The Steam from the Boiling Kettle Scorches the Rose Leaves; It Is in My Power to Stop It but I Do Nothing
28 November 2023 -28 January 2024

From the beginning of 2023, Igor Samolet and I have been talking on the phone about once a month. He tells me where he has been and who he has met, shows me his recent photographs and video recordings, and we discuss the ideas for his new works. These calls are a part of our collaboration on his new series “The Experience of Vulnerability,” whose interim results are presented at this exhibition. At the same time, this communication is an inherent part of Samolet’s artistic practice as it relies on constant documenting and processing the evidence of the surrounding reality as its key method.

In the last two years, including his previous exhibition at сцена/szena gallery, “Politics of Hate,” Igor Samolet has been focused on such documental work through the lens of digital everydayness, collecting screenshots of posts and stories, dialogues on social media and lock screen wallpapers that he deemed important at any given moment. This archive of “brief,” fragmented and often quite personal an emotionally charged reactions to the events of the present day aimed at living the situation of here and now, was at the heart of his artistic expression. 

Working on the series “The Experience of Vulnerability,” the artist tries out a fundamentally different approach to the interaction with reality. In January 2023, to create this project, Igor Samolet embarked on a long research journey, which will cover eight countries in total. The geography of his trip is based on the routes of his friends and acquaintances who left Russia in the last two years. The artist’s research has two goals: firstly, to document how these people acquired a new experience of “out-of-homeness,” and secondly, to trace his own feelings. The evidence collected during field work: conversations with friends and new, sometimes random acquaintances, recorded on tape; travel notes; and various memorabilia – become the materials that inform his artistic practice. In addition, at each stop of his journey, Samolet creates new, usually site-specific works. The current project shows his new works created during the artist’s trip to Georgia, to a self-organized art-residence Korolistan. The residence, founded by Vera Pavlova (Lisokot), Taisia Elina and Ivan Naumov, is in the vicinity of Batumi, by the mountain river Korolistskali whose image and features Samolet uses in his works.

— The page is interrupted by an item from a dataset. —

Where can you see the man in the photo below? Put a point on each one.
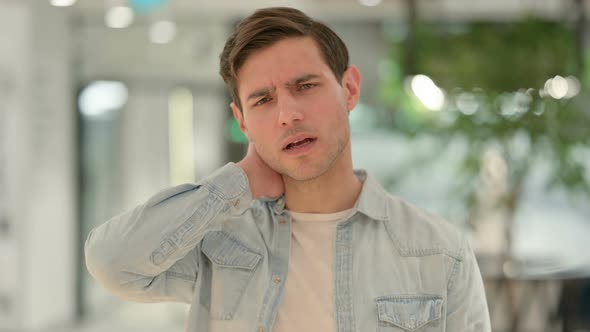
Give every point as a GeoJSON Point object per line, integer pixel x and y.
{"type": "Point", "coordinates": [291, 238]}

In the main space of the gallery, a series of one hundred and one abstract graphic works is displayed, important to the artist not as much because of its visual properties but as a process, as an attempt, by definition impossible, to document and, as an artist, to control the ever-changing form of the river flow. The reflection on the limits of control is continued by a two-part installation: an unhandy control panel, installed opposite to a projected video of the same river Korolistskali flowing, as a juxtaposition of a rigid system to a flexible entity. Designed in the aesthetics of the first electronic machines, the control panel refers to the optimistic retro images of humans managing technology and subduing nature – the ideas that are now most associated with apocalyptic scenarios.  

The works in the small hall explore the tendency of information to be distorted or lost. Among them, there is a documentation of the performance “Witnesses” – a reflection on how our perception of the event changes as the distance grows between the observer and that what is observed. The artist sends three small spheres down the river Korolistskali, one after another, registering how many of them other three participants of the performance will see, standing at different distances from him further downstream.

Other works in this space constitute a documentation of a site-specific object – a marble slab immersed under water, with an inscription that gave the exhibition its title. The object reminds both of a tombstone and a memorial plaque, appearing to be akin to the famous series of inscriptions on stone benches by Jenny Holzer. Holzer works with statements, political in essence and poetic in form, with slogans and quotes, which she puts on different media, the earliest being neon signs ad projections. In the mid-1980s, Holzer first used stone as a canvas for her text, arguing that, unlike neon or projections, which refer to advertisement and messages designed for rapid consumption, “marble and granite stop time.” Samolet follows a similar logic as in this work, he has different demands to the text’s relation to temporality, compared to his previous projects, which were situated in the realm of digital communication. Like Holzer, he transfers his statement onto an almost “eternal” medium, placing it, however, under troubled waters; he deliberately allows for the possibility that the carved words may be distorted or eroded, reflecting on the impermanence and fragility of even seemingly most robust structures.